Para muchos es un misterio indescifrable asimilar los actos de todos aquellos asesinos que se han hecho famosos a lo largo de los años, son leyendas pero no por lo conseguido, sino por el estupor generado en la sociedad. Del mismo modo, las muertes fortuitas o violentas que nos abordan diariamente desde televisión como si de pornografía se tratara, hacen que nos preguntemos una y otra vez cómo se ha llegado a ese punto. Y hay algo que se repite, nunca lo vamos a comprender por muy bien estructuradas que estén las reconstrucciones de los hechos. Cuando se trata de un asesinato acabamos en manos del asesino para conocer la verdad, una adulterada por su propio testimonio, sabiendo que la objetividad se ha perdido a la vez que la vida de una (o muchas) persona(s).

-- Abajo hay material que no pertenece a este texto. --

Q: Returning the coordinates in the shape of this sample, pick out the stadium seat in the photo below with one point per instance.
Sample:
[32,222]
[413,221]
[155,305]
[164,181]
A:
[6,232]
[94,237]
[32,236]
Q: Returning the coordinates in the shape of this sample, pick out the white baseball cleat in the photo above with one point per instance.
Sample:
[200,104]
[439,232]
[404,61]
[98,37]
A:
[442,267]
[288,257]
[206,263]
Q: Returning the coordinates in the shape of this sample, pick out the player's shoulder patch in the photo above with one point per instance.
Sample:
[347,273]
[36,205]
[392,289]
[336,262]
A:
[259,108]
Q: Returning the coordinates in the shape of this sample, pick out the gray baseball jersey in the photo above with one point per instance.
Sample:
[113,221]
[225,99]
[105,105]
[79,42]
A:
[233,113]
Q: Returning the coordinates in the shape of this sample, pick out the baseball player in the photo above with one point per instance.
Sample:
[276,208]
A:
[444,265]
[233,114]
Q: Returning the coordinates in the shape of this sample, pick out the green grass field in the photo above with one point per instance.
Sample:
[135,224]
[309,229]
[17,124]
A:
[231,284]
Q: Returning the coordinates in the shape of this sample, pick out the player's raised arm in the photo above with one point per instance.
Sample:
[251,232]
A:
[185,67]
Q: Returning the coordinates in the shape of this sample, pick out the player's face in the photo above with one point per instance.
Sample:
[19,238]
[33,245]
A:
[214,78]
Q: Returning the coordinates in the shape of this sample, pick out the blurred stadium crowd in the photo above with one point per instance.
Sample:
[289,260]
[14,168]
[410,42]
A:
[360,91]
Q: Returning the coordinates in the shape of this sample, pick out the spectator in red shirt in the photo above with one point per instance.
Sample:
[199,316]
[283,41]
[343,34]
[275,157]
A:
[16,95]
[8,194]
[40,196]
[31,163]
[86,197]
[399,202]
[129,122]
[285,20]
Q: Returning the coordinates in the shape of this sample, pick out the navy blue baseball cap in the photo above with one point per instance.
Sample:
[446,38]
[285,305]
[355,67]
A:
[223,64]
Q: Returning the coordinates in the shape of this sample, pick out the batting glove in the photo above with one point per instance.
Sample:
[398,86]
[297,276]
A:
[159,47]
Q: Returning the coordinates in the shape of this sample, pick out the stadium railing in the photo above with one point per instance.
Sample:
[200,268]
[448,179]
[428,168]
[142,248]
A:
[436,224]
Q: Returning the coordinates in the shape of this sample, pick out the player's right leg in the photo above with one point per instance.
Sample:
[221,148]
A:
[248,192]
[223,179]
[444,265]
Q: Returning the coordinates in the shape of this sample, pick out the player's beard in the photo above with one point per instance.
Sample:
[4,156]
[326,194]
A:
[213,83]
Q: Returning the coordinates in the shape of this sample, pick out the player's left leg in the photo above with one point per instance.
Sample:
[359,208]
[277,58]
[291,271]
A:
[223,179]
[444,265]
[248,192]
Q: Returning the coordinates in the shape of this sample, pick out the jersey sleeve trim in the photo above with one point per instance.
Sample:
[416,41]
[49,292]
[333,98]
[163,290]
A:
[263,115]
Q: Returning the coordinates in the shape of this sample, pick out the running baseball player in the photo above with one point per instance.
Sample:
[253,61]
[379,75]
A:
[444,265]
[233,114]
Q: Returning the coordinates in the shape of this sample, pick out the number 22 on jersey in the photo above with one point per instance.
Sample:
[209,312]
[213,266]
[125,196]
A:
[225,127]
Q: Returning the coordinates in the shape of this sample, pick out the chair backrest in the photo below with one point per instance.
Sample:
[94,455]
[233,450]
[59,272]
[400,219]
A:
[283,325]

Esa necesidad imperiosa de saber más, la curiosidad revestida de morbo, es la que consigue que el «basado en hechos reales» sea un reclamo para muchas películas que tratan algunas fatídicas muertes que, o bien han fascinado a algún guionista, o bien han dejado una gran huella en las crónicas negras de alguna región. Así surge la idea de Ondes de choc, cuatro películas (para televisión) en las que diferentes directores suizos relatan un asesinato controvertido sucedido en el país. En esta selección destaca precisamente el nombre de Ursula Meier, a quien se le reserva una historia que habla de lo fugaz que es el acto del asesinato y lo extensa que es la afección de lo sucedido, remarcando que ni siquiera una elaborada función perpetrada por un asesino tiene certeza, solo quedan restos, detalles subjetivados, en la mente de algunos.
Los largos brazos de la desgracia. Diario de mi mente (Journal de ma tête) comienza luminosa, pero pegada a la nuca de Benjamin. No es un seguimiento de sus movimientos, es un modo de penetrar directamente en su cabeza, sucediendo planos en los que estamos incluso demasiado cerca del joven, mientras a pinceladas traza su plan. En pocas ocasiones nos separaremos de su cabeza el resto del film, pues es ahí donde reside gran parte del conflicto.
Una música triste e instrumental aparece ocasionalmente, una que subraya el pesar de lo que hizo el joven, del diario que escribió, y el modo en el que lo recibió su profesora de francés. Así centra la atención más allá de la cabeza de Kacey Mottet Klein —el actor que ha acompañado a la realizadora en todos sus films— para poner el ojo sobre una afectada y admirable Fanny Ardant, que ve su nombre ligado a un plan estudiado, de un modo tan aleatorio que abruma. Son muchas las reflexiones que ofrece Meier en la película, es reiterado el pensamiento de culpar a la persona adulta que animó al joven a ser creativo, como lo es el hecho de saber si hay una clara intención en lo que el muchacho hizo. Durante la resolución del asesinato la mirada es atenta, permite flotar el drama como pequeñas partículas de polvo a contraluz, porque no lo afronta directamente, no le da un lugar seco e incómodo, prefiere reunirse con las consecuencias más relativas para dar una idea del conjunto.
Porque lo importante no es la acción de cometer el crimen, tampoco lo es la consecuencia directa, es un paseo por la culpa mal entendida, es el hecho de partir de un acto quizá baldío (las motivaciones del protagonista son caprichosas e incoherentes) que provoca la necesidad de enmendar a partir de una relación inexistente. Cierto es que su inicio es brillante y el paso del tiempo es pesado para la narración, pero el decidir que Diario de mi mente tenga una corta duración es algo que solo beneficia al relato, que nos acerca a ese tono tan íntimo empleado para hablar de algo oscuro. El siniestro sentido de la muerte a través del papel, la piedra en el cuello de quien dio la idea de escribir un cuento cualquiera, la realidad siempre acechando, pero incapaces todos de saber qué pasa por las mentes ajenas, ni siquiera por la propia.